Siang hari kami menyusuri lorong-lorong pasar tradisioanal untuk membeli oleh-oleh khas Lombok. Kami membeli kaos-kaos khas Lombok untuk keluarga. Asyik sekali belanja bersama si Indri karena dia sangat lihat dalam hal tawar-menawar barang sehingga kami bisa mendapat harga barang yang murah. ^^ Namun kami harus bersabar menunggunya memilih-milih barang untuk oleh-oleh keluarga besarnya sementara udara di pasar sangat panas dan sesak oleh pembeli.
Selesai berbelanja dan beristirahat sejenak, kami meluncur ke Pantai Senggigi dengan sepeda motor. Dalam perjalanan tersebut, kami tidak hanya melewati jalan utama tetapi juga melewati jalanan kecil di sekitar pemukiman penduduk, di desa nelayan. Sesampainya di Pantai Senggigi kami disambut oleh matahari senja yang sangat indah. Warna keemasan itu berpadu dengan gelombang permukaan air laut sehingga menghasilkan pemandangan yang benar-benar memanjakan mata. Namun sayang kami tidak ada yang membawa kamera sore itu sehingga tidak ada moment yang dapat diabadikan. Meski demikian, kami tidak kecewa karena pesona Senggigi akan tetap teringat dalam memori kenangan kami masing-masing. Selain pesona sunsetnya, Senggigi juga menawarkan beberapa permainan air, seperti perahu layar dan kano. Perahu tersebut juga yang digunakan para nelayan untuk melakukan mata pencahariannya. Di sepanjang pantai, juga terdapat pasar kecil yang khusus menjual oleh-oleh khas Lombok, seperti gelang mutiara, hiasan dari kerang, tas dan kaos bergambar dan bertuliskan Senggigi atau Lombok, gantungan kunci dll. Selain itu juga ada jasa pembuatan tattoo hena dan kepang rambut.
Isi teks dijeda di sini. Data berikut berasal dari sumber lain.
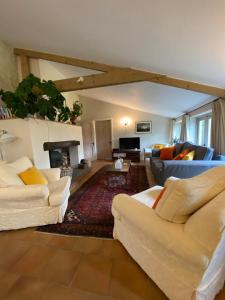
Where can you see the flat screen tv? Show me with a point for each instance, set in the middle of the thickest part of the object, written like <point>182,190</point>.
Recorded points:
<point>129,143</point>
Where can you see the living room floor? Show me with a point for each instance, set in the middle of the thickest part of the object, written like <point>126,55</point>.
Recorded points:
<point>36,265</point>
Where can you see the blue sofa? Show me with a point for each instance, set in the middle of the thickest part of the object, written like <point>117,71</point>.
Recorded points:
<point>204,159</point>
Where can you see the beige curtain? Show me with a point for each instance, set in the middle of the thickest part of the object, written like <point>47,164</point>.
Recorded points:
<point>218,126</point>
<point>184,132</point>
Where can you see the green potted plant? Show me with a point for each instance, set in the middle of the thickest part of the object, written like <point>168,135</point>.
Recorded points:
<point>36,98</point>
<point>76,111</point>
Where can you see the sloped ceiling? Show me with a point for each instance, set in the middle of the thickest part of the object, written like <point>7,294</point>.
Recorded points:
<point>183,39</point>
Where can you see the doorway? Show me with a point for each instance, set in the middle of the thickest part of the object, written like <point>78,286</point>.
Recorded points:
<point>88,140</point>
<point>103,131</point>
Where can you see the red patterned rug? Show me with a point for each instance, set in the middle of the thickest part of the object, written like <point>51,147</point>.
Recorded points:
<point>89,208</point>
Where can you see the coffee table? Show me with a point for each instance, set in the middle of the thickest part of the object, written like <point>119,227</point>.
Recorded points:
<point>118,177</point>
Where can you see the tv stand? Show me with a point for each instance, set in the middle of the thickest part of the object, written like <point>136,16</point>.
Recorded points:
<point>130,154</point>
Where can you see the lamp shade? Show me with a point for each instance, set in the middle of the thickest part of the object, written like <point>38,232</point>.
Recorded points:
<point>6,137</point>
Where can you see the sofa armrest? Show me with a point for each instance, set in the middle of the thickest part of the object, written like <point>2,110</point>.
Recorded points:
<point>159,235</point>
<point>52,174</point>
<point>186,168</point>
<point>22,196</point>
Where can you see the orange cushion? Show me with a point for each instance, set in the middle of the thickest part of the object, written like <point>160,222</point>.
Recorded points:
<point>182,154</point>
<point>167,153</point>
<point>159,197</point>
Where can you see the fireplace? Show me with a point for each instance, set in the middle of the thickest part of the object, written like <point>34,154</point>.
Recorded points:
<point>63,154</point>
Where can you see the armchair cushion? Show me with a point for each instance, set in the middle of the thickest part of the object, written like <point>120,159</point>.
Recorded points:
<point>24,196</point>
<point>212,215</point>
<point>184,197</point>
<point>52,174</point>
<point>8,176</point>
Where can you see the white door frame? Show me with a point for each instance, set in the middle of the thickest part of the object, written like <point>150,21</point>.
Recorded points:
<point>94,132</point>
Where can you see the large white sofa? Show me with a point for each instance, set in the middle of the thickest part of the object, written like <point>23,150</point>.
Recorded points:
<point>185,258</point>
<point>24,206</point>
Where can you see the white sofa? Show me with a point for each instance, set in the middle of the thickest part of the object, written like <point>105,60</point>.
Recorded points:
<point>24,206</point>
<point>186,261</point>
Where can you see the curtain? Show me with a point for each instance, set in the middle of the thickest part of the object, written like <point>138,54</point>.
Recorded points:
<point>184,132</point>
<point>218,126</point>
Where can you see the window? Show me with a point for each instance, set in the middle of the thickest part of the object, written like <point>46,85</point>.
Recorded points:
<point>176,130</point>
<point>204,130</point>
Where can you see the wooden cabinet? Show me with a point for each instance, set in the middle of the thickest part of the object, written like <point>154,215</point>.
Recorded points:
<point>133,155</point>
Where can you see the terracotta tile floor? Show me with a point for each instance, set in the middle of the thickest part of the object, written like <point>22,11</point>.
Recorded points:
<point>42,266</point>
<point>36,265</point>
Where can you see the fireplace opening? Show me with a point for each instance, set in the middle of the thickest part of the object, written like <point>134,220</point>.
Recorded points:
<point>63,155</point>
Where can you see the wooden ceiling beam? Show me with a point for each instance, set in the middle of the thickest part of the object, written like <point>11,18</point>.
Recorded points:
<point>114,75</point>
<point>64,60</point>
<point>124,76</point>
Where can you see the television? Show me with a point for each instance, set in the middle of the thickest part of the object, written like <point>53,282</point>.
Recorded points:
<point>129,143</point>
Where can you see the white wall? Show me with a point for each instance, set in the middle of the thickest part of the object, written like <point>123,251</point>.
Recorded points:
<point>97,110</point>
<point>33,133</point>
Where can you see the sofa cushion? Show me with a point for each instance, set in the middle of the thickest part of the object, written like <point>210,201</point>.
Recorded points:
<point>8,176</point>
<point>211,217</point>
<point>189,156</point>
<point>178,148</point>
<point>21,164</point>
<point>167,153</point>
<point>203,153</point>
<point>189,146</point>
<point>182,154</point>
<point>185,196</point>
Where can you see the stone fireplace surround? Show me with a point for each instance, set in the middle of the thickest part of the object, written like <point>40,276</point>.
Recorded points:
<point>33,133</point>
<point>62,153</point>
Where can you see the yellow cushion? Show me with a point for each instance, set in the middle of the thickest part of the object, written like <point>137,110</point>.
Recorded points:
<point>158,146</point>
<point>189,156</point>
<point>32,176</point>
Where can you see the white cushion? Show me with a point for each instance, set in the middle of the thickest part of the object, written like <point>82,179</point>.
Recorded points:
<point>8,176</point>
<point>206,225</point>
<point>148,196</point>
<point>183,197</point>
<point>21,164</point>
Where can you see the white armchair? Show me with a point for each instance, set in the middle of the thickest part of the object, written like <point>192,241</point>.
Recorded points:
<point>24,206</point>
<point>187,261</point>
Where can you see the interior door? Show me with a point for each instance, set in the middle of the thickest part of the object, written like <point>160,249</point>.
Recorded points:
<point>88,140</point>
<point>103,131</point>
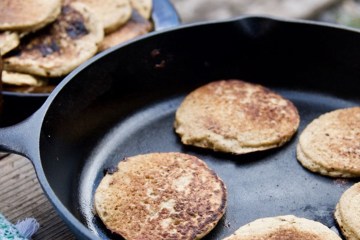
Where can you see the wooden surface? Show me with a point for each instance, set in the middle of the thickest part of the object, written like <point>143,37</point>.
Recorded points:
<point>21,196</point>
<point>20,193</point>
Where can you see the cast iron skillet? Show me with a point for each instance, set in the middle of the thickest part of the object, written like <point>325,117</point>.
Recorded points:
<point>19,105</point>
<point>122,103</point>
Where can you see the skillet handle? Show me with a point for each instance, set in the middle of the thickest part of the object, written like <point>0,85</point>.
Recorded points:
<point>22,138</point>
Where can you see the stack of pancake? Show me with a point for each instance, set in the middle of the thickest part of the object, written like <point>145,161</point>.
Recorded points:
<point>43,40</point>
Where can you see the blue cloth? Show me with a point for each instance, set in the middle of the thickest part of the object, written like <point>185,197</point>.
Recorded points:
<point>23,230</point>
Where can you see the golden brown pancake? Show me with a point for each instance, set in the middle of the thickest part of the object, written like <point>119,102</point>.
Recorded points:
<point>111,13</point>
<point>284,228</point>
<point>135,27</point>
<point>330,144</point>
<point>235,116</point>
<point>8,41</point>
<point>28,15</point>
<point>59,48</point>
<point>21,79</point>
<point>144,7</point>
<point>161,196</point>
<point>347,213</point>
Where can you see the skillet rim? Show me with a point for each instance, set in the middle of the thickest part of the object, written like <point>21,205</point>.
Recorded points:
<point>71,221</point>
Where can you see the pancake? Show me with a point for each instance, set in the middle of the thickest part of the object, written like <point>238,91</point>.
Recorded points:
<point>235,116</point>
<point>285,228</point>
<point>59,48</point>
<point>111,13</point>
<point>161,196</point>
<point>347,213</point>
<point>330,144</point>
<point>28,15</point>
<point>21,79</point>
<point>135,27</point>
<point>144,7</point>
<point>8,41</point>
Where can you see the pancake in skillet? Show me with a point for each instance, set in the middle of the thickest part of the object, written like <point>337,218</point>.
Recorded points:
<point>28,15</point>
<point>111,13</point>
<point>235,116</point>
<point>8,41</point>
<point>59,48</point>
<point>144,7</point>
<point>21,79</point>
<point>161,196</point>
<point>286,227</point>
<point>347,212</point>
<point>135,27</point>
<point>330,144</point>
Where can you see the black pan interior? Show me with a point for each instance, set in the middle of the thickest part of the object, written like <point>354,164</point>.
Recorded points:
<point>123,104</point>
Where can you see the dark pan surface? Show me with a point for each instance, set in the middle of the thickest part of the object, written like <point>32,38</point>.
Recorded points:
<point>131,95</point>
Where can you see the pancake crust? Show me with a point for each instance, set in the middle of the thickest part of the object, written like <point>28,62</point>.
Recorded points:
<point>347,213</point>
<point>21,79</point>
<point>235,116</point>
<point>8,41</point>
<point>286,227</point>
<point>111,13</point>
<point>135,27</point>
<point>161,196</point>
<point>144,7</point>
<point>59,48</point>
<point>330,144</point>
<point>28,15</point>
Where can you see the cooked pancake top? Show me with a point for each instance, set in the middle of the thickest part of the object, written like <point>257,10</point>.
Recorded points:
<point>284,228</point>
<point>161,196</point>
<point>349,206</point>
<point>333,140</point>
<point>59,47</point>
<point>27,14</point>
<point>111,13</point>
<point>136,26</point>
<point>248,113</point>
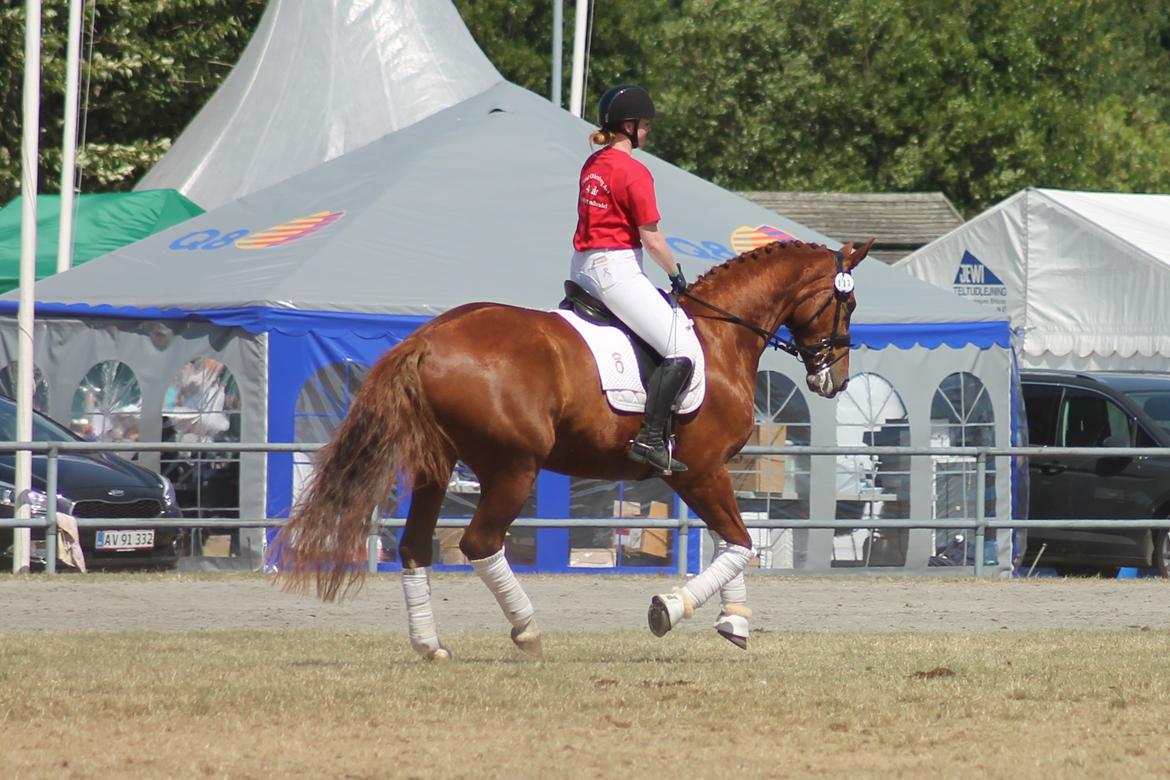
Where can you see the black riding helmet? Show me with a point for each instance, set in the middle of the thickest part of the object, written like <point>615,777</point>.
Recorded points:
<point>625,103</point>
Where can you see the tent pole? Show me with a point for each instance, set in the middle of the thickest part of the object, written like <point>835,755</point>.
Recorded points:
<point>69,149</point>
<point>577,88</point>
<point>28,172</point>
<point>558,23</point>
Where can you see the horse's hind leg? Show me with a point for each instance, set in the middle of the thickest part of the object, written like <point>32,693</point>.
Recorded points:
<point>733,622</point>
<point>415,552</point>
<point>502,495</point>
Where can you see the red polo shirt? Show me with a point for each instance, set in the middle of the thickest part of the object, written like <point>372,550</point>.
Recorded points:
<point>617,195</point>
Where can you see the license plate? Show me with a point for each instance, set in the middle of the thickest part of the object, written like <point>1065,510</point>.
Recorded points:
<point>132,539</point>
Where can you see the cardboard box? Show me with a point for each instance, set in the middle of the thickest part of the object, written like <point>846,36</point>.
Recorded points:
<point>761,474</point>
<point>592,558</point>
<point>626,509</point>
<point>655,543</point>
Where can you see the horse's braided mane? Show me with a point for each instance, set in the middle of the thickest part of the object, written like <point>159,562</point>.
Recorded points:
<point>751,256</point>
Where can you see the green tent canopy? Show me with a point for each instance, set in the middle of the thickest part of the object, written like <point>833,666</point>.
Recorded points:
<point>102,223</point>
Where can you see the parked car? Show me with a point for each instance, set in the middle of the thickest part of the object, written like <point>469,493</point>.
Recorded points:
<point>1069,408</point>
<point>91,485</point>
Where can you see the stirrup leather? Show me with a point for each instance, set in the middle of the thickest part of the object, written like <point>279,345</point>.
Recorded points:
<point>659,454</point>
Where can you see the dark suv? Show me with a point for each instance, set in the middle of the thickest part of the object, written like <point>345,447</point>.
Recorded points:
<point>91,485</point>
<point>1069,408</point>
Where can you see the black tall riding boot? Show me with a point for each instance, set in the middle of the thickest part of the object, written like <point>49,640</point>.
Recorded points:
<point>663,387</point>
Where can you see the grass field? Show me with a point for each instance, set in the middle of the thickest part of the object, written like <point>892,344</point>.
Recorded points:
<point>263,704</point>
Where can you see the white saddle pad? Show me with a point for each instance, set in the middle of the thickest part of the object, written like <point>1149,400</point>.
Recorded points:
<point>617,367</point>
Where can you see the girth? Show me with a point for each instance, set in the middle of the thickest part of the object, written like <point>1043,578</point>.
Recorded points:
<point>589,308</point>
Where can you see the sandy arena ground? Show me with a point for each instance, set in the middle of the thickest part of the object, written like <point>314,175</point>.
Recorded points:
<point>584,602</point>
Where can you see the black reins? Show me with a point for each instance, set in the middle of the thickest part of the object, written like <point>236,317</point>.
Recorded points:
<point>819,352</point>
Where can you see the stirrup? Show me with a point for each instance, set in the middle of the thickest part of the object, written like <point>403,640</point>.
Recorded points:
<point>659,456</point>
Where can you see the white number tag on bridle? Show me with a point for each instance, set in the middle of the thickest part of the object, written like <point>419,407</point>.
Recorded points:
<point>842,283</point>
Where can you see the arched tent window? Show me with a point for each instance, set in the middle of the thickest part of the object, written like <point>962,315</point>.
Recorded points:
<point>961,415</point>
<point>40,387</point>
<point>869,488</point>
<point>108,405</point>
<point>202,405</point>
<point>776,487</point>
<point>321,406</point>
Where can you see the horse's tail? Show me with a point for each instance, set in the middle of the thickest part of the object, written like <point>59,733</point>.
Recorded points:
<point>389,430</point>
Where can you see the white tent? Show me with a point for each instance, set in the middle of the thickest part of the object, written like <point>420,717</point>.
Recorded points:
<point>318,80</point>
<point>1084,276</point>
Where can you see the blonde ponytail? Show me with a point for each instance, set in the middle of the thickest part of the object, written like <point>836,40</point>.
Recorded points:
<point>600,137</point>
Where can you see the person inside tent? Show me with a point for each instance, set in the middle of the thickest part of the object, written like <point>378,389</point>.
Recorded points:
<point>617,221</point>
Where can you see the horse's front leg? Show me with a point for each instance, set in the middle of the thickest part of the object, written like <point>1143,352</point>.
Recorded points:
<point>733,622</point>
<point>710,496</point>
<point>502,495</point>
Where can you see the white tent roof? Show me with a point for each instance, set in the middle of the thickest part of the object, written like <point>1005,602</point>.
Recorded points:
<point>318,80</point>
<point>1084,276</point>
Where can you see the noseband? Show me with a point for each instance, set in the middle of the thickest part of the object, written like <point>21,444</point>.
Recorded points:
<point>820,352</point>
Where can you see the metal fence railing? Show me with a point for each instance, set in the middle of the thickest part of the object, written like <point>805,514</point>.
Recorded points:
<point>979,523</point>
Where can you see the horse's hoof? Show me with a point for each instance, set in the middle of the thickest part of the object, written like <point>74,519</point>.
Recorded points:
<point>734,628</point>
<point>666,611</point>
<point>528,640</point>
<point>439,655</point>
<point>432,649</point>
<point>738,641</point>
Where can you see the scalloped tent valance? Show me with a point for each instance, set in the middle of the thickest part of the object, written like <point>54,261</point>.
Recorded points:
<point>1084,276</point>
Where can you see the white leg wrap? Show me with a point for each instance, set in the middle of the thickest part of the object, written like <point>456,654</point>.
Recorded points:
<point>736,591</point>
<point>497,575</point>
<point>728,564</point>
<point>420,619</point>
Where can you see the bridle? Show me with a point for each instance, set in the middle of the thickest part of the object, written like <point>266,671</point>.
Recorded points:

Setelah menikmati es kelapa muda di tepi pantai, aku dan Indri tertarik untuk naik kano. Ini pertama kalinya aku naik kano. Senang sekaligus deg-degan sih. Dan hey…kami tidak menggunakan life-jacket dan 1 kano pun untuk 1 orang. Kalau Indri sih sudah pernah, jadi dia tidak sekhawatir aku. Okelah akupun memberanikan diriku mencoba hal baru ini, kapan lagi kalau tidak sekarang, walaupun sempat ketakutan gara-gara terombang-ambing gelombang air laut pasang dan tiupan angin yang cukup kencang. Perlahan-lahan kukayuh kano yang kutumpangi menjauhi bibir pantai sambil memandangi senja. Wow! Beautiful! It was a perfect sunset moment ever! Damai ketika kupandangi langit berawan di atasku lalu beralih pada horizon jauh di sana. Lagu Dewi Lestari yang “Aku Ada” sangat pas jika didengarkan dalam suasana seperti ini. Sendiri dikelilingi lautan, melajukan kano ke manapun aku suka, aha! Sepertinya aku sudah menguasai diri agar tidak gugup dalam buaian gelombang. Hahaha. Setelah beberapa menit berlalu akhirnya aku sudah cukup puas berkano dan gelombang air laut juga sudah cukup kencang, saatnya kembali ke daratan. Ketika kano sudah hampir mencium bibir pantai, kepanikan melandaku lagi, tiba-tiba kurasakan ombak menghempas cukup keras dan kanoku terbalik. Akupun tenggelam gelagapan. Kukira nyawaku akan berakhir di sini (lebay) :p. Namun ternyata tidak, saat kusadari aku masih bisa mencium pasir yang tak sengaja juga masuk ke mulutku dan menyebabkan perih di mataku. Syukurlah. Aku masih sadar. Namun lagi-lagi aku sial, ketika aku akan bangun kepalaku terbentur badan kano yang terbawa ombak tadi. Beruntung pemilik kano dan teman-temanku segera membantuku dan menyingkirkan kano dari tempatku. Alangkah terkejutnya aku ketika mengetahui bahwa tempatku tenggelam tadi hanya air pantai selutut. Aku ingin tertawa menertawakan kepanikanku tadi, tapi butiran pasir ini terasa mengganggu di mulut. Tsaahh.. dan perih di mata, ternyata ada darah di sana. Ada luka gores di kulit bawah mata. Arrrgghh..aku pun segera menuju tempat pembilasan dengan perasaan masih deg-degan dan meringis kesakitan. Sementara itu teman-temanku sudah khawatir dengan kejadian yang menimpaku barusan. Dan bodohnya, kami tidak membawa baju ganti, alhasil kami pulang dengan baju basah-basah. Untungnya tidak masuk angin padahal hari sudah menjelang malam.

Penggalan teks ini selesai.